Embodiments of the invention also relate to an apparatus for performing the operations herein. Such a computer program is stored in a non-transitory computer readable medium. A machine-readable medium includes any mechanism for storing information in a form readable by a machine (e.g., a computer). For example, a machine-readable (e.g., computer-readable) medium includes a machine (e.g., a computer) readable storage medium (e.g., read only memory ("ROM"), random access memory ("RAM"), magnetic disk storage media, optical storage media, flash memory devices).

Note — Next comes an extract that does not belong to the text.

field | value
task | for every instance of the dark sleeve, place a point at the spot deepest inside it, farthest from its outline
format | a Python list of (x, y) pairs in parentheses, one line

The processes or methods depicted in the preceding figures may be performed by processing logic that comprises hardware (e.g. circuitry, dedicated logic, etc.), software (e.g., embodied on a non-transitory computer readable medium), or a combination of both. Although the processes or methods are described above in terms of some sequential operations, it should be appreciated that some of the operations described may be performed in a different order. Moreover, some operations may be performed in parallel rather than sequentially.

Claim 1:
A computer-implemented method (<NUM>) for operating an autonomous driving vehicle (ADV), the method comprising:
detecting (<NUM>) an obstacle based on sensor data obtained from a plurality of sensors of the ADV;
predicting (<NUM>) a distribution of a plurality of positions of the obstacle at a point of time;
determining (<NUM>) a range of positions of the plurality of positions of the obstacle based on a confidence level of the range;
determining (<NUM>) a modified shape with a modified length of the obstacle based on the range of positions of the obstacle;
planning (<NUM>) a trajectory of the ADV based on the modified shape with the modified length of the obstacle; and
controlling (<NUM>) the ADV to drive according to the planned trajectory to drive safely to avoid a collision with the obstacle.